It seemed incredible, nay more, unreal. I recalled the sweet refined face turned up to me from the bare boards of this same floor, the accounts I had read of the vivacity of her spirits and the wild charm of her manner till the shadow of this old house fell upon her. I marveled, still feeling myself in the dark, still clinging to my faith in womankind, still asking to what depths her sister had followed her in the mazes of crime we were forced to recognize but could not understand.

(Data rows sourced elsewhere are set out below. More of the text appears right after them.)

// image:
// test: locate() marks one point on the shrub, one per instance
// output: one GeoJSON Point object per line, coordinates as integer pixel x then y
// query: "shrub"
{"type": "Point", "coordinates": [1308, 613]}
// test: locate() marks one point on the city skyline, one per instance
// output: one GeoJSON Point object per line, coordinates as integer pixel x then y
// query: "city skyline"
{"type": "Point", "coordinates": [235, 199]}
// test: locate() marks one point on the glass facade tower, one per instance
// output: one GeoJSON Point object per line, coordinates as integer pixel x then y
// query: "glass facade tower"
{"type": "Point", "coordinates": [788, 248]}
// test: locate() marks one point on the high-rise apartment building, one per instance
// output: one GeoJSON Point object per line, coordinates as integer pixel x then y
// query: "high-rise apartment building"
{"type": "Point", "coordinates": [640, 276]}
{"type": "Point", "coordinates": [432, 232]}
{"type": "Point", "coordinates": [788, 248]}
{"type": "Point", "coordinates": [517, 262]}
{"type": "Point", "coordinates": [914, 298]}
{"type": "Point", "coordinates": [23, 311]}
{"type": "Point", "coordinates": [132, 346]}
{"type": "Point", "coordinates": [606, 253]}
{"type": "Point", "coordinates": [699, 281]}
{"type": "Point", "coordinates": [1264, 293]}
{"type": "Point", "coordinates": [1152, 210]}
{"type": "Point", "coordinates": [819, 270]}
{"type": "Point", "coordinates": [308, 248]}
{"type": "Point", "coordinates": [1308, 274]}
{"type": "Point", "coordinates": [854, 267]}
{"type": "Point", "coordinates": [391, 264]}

Durbin had no such feelings and no such scruples, as was shown by the sarcastic comment which now left his lips.

“So!” he cried, “we have to do with three criminals instead of two. Nice family, the Moore-Jeffreys !”

But no one paid any attention to him. Addressing the major, the district attorney asked when he expected to hear from Denver, adding that it had now become of the first importance to ascertain the exact relations existing between the persons under suspicion and the latest victim of this deadly mechanism.

The major’s answer was abrupt. He had been expecting a report for days. He was expecting one yet. If it came in at any time, night or day, he was to be immediately notified. Word might be sent him in an hour, in a minute.

Were his remarks a prophecy? He had hardly ceased speaking when an officer appeared with a telegram in his hand. This the major eagerly took and, noting that it was in cipher, read it by means of the code he carried in his pocket. Translated, it ran thus:

Result of open inquiry in Denver.

Three brothers Pfeiffer; all well thought of, but plain in their ways and eccentric. One doing business in Denver. Died June, ‘97. One perished in Klondike, October, same year; and one, by name Wallace, died suddenly three months since in Washington.

Nothing further gained by secret inquiry in this place.

Result of open inquiry in Owosso.

A man named Pfeiffer kept a store in Owosso during the time V. M. attended school there. He was one of three brothers, home Denver, name Wallace. Simultaneously with V. M.‘s leaving school, P. broke up business and at instigation of his brother William, who accompanied him, went to the Klondike. No especial relation between lady and this same P. ever noted. V. M. once heard to laugh at his awkward ways.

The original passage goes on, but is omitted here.